Some speed optimization ideas for yum
- use Cython to compile one or more of the .py files to .c code and compile them into DSOs
- use PyPy; would require building out a full PyPy stack: an alternative implementation of Python. Last time I looked a the generated .c code, I wasn't comfortable debugging the result (I didn't feel that debugging a crash in the result would be feasible at 3am)
- use Unladen Swallow for Python 2: would require porting the US 2.6 stack to 2.7, and a separate Python stack
- use Unladen Swallow for Python 3: wait until it gets merged (in Python 3.3); port yum to python 3
Using Cython seems to be the least invasive approach.
I've looked at the generated code and it seems debuggable; I'd be able to debug issues arising.
Notes on Cython
From upstream, on one simple example: "Simply compiling this in Cython merely gives a 35% speedup. This is better than nothing, but adding some static types can make a much larger difference."

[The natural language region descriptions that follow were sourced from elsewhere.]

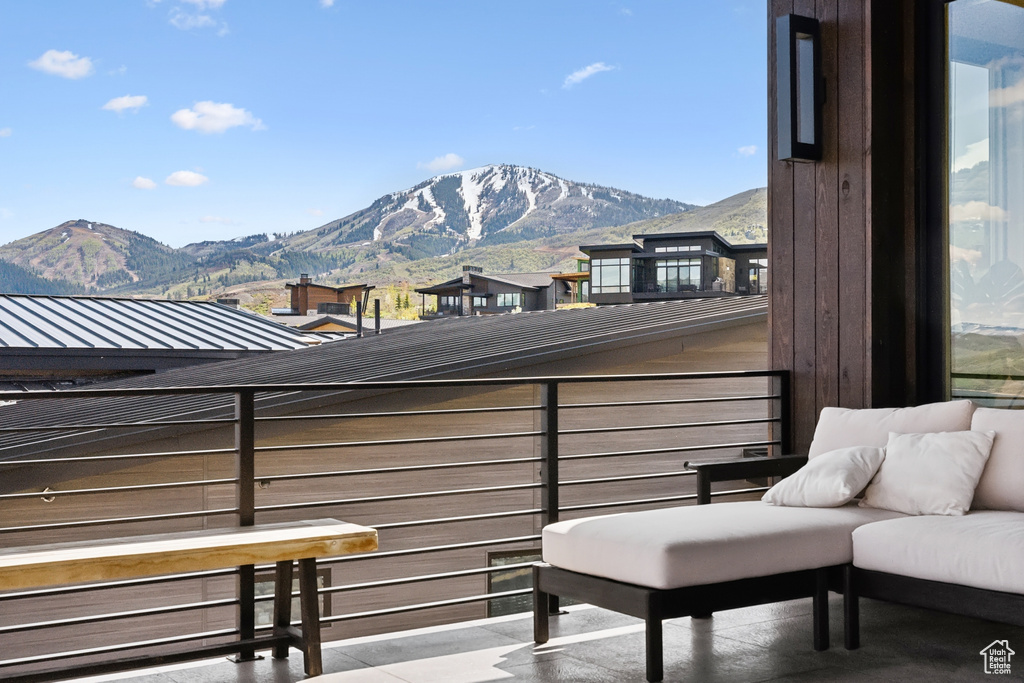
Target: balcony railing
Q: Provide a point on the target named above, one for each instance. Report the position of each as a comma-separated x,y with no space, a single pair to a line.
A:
458,476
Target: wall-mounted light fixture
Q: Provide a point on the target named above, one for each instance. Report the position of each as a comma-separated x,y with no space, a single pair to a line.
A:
799,88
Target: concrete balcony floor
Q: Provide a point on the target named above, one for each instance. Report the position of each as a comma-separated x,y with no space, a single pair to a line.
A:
589,645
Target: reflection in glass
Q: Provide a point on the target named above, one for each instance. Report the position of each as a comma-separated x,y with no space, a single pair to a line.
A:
986,199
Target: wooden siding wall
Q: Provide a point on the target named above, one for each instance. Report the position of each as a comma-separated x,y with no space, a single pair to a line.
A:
841,229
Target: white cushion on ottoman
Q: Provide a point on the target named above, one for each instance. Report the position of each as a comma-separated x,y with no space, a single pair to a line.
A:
983,549
843,428
706,544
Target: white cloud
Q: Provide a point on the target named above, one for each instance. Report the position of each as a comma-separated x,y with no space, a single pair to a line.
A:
973,155
216,219
119,104
66,65
974,211
1008,96
445,163
185,179
186,22
210,117
585,73
206,4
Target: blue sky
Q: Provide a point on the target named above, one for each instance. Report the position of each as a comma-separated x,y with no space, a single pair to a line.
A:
189,120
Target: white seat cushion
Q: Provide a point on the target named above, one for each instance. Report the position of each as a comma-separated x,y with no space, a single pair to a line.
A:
1001,484
983,549
843,428
706,544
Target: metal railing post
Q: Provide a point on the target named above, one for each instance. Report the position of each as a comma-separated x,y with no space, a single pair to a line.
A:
785,413
245,470
549,464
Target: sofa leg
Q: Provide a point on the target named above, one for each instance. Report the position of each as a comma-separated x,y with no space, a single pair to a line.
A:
541,608
655,667
851,610
820,609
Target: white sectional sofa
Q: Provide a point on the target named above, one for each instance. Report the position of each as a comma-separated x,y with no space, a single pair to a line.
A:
695,560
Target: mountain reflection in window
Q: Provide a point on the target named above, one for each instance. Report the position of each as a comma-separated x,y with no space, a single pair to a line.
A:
986,200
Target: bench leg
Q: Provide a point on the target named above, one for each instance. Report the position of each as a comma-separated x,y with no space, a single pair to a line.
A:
309,602
820,609
282,604
851,610
655,654
541,608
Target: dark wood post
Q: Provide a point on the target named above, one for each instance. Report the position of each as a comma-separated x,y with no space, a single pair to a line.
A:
549,463
245,471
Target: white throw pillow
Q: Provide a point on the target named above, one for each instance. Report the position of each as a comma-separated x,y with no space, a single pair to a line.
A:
1001,484
930,474
843,427
829,480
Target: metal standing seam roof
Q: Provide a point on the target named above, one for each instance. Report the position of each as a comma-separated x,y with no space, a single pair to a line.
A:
66,323
455,347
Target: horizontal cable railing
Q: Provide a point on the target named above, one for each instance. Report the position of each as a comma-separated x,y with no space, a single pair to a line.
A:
458,477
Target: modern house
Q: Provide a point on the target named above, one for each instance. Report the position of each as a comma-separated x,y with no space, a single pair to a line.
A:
477,294
73,339
306,296
675,265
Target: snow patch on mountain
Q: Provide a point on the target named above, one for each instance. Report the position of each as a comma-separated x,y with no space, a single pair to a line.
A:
470,189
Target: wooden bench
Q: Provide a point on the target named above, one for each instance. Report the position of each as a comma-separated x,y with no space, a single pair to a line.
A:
134,557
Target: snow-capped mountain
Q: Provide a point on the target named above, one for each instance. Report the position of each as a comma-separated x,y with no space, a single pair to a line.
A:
489,205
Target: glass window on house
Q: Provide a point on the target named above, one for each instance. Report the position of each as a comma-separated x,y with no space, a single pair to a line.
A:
758,275
986,200
679,274
609,275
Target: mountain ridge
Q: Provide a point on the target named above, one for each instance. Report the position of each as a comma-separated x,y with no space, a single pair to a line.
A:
508,217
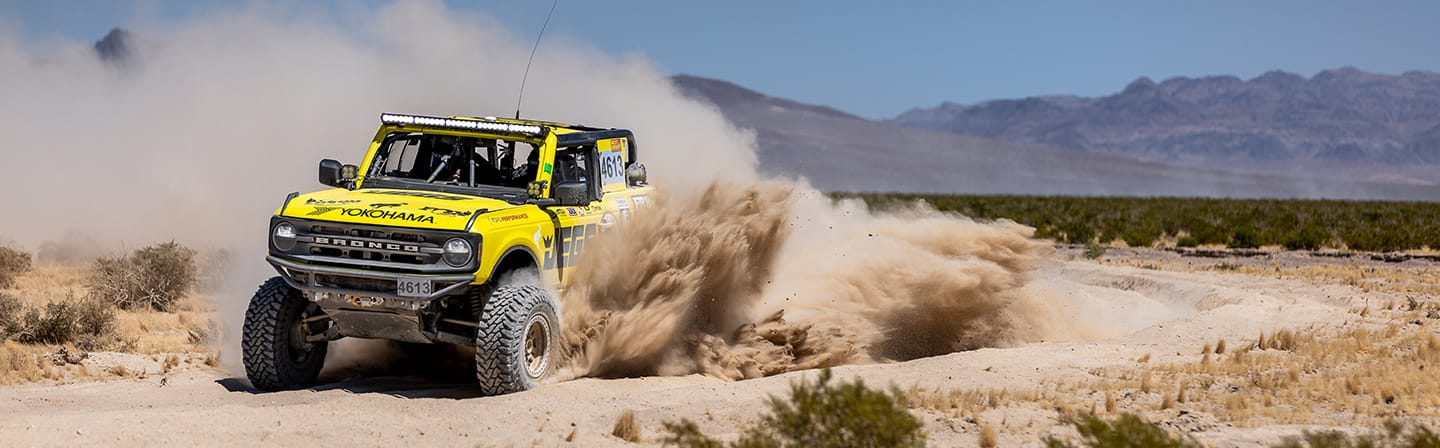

The approach I'm currently thinking of is to simply compile the .py files with Cython, without using any of the non-Python extensions that Cython adds.
This would ensure that yum can continue to be usable without Cython: no non-standard language features.
It might perhaps be appropriate to add targeted optimizations to Cython, so that it does a better job when handling yum as input.
Going further, we could perhaps introduce pragma-style comments to yum sources e.g
# cython: isinstance(foo, dict)
which Cython could take as an optimization hint to generate specialized code for handling the case when foo is a PyDictObject (might be more productive to support exact type matches here, though).
Example of generated code
See depsolve.html. You can see the generated .c code by clicking on the yellow-colored .py code. This was generated using the "-a" option to Cython. Note that this was generated using a development copy of Cython, which has the support for some lambdas.
Note in particular that the generated C code has comments throughout indicating which line of .py code (in context) it corresponds to: this is important for my own comfort level, in feeling that this is supportable.
Optimization potential
Why would it be faster to simply compile with Cython?
- it avoids the bytecode dispatch loop: operations by the module are "unrolled" directly into libpython API calls, and this can be individually optimized by the C compiler: error handling can be marked as unlikely, and the unrolled .c code should give us better CPU branch prediction; the result should also be more directly amenable to further optimization work: C-level profiling tools such as oprofile would indicate specifically where we're spending in the .py code.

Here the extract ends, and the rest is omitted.